Ödeme emrini cebri icranın ilk aşamasıdır. Ödeme emri tebliğ edilmeden haciz dahil hiçbir cebri takibe başlanmaz. Amme borçlusunun tahsil dairesine olan borcu nedeni ile yurtdışı çıkış yasağının konulabilmesi için ödeme emrinin tebliğ edilerek amme alacağını vadesinde ödemeyenlere, 7 gün içinde borçlarını ödemeleri veya mal bildiriminde bulunmaları tebliğ edilir.

Amme idaresince usulüne uygun olarak yapılan ödeme emrinin tebliğini takip eden 7 gün içinde amme alacağının ödenmemiş olması halinde yurtdışı çıkış yasağı uygulanır.

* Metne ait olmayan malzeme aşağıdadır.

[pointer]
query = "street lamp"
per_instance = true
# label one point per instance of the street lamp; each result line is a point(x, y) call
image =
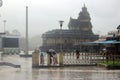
point(1, 3)
point(4, 24)
point(61, 24)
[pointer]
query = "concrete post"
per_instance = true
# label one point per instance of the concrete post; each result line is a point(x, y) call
point(35, 59)
point(61, 59)
point(48, 59)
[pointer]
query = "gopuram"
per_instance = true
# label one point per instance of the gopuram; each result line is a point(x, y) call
point(79, 30)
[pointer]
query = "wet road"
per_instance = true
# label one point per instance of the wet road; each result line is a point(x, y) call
point(71, 73)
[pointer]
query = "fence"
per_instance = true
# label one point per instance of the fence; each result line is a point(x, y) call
point(73, 59)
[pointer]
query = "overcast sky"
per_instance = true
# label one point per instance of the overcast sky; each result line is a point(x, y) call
point(45, 14)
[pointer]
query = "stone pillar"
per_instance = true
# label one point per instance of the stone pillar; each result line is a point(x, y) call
point(61, 59)
point(35, 59)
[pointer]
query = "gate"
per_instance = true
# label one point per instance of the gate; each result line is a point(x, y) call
point(84, 58)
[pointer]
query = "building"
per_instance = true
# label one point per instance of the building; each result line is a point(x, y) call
point(9, 43)
point(79, 30)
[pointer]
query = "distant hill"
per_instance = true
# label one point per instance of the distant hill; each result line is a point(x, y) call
point(34, 42)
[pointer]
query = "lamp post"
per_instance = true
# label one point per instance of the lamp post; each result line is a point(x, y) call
point(4, 25)
point(61, 24)
point(27, 43)
point(1, 3)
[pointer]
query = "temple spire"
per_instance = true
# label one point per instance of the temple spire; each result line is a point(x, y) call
point(84, 5)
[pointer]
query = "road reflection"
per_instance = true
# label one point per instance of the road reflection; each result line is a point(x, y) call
point(26, 72)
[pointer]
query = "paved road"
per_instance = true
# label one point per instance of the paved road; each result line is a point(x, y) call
point(71, 73)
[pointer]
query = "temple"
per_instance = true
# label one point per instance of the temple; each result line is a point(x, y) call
point(79, 30)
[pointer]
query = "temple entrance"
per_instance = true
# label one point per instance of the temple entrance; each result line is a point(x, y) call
point(83, 59)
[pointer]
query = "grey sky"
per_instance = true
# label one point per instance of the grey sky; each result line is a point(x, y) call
point(45, 14)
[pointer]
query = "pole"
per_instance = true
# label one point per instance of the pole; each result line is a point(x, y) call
point(4, 25)
point(27, 47)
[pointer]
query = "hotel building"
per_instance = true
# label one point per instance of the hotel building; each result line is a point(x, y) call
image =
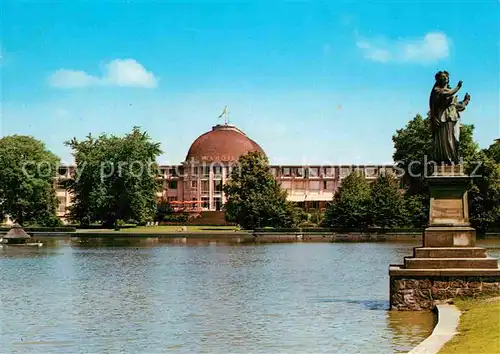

Amme borçlusu hakkında yurt dışı çıkış tahdidi uygulanabilmesi için, ödeme emri tebliğ tarihini takip eden 7 gün içerisinde amme alacaklarının ödenmemiş olması gerekmektedir. Dolayısıyla vadesinde ödenmemiş amme alacağı için borçluya ödeme emri tebliğ edilmeden yurt dışı çıkış tahdidi tatbik edilmeyecektir.

 

2.4.Yurtdışı Çıkış Yasağını Kaldıran Haller

a) Borcun ödenmesi

Amme alacakları hususi kanunlarında belli edilen zamanlarda ödenir. Hususi kanunlarında ödeme zamanı tespit edilmemiş amme alacakları Maliye Bakanlığınca belirtilecek usule göre yapılacak tebliğden itibaren bir ay içinde ödenir. Bu ödeme müddetinin son günü amme alacağının vade günüdür. Amme borçlusu isterse borcunu belli zamanlardan önce ödeyebilir. Diğer bir ifade ile Ödeme, vergi borcunun yükümlü tarafından yasalara uygun biçimde yerine getirilmesidir. (VUK. Md 23)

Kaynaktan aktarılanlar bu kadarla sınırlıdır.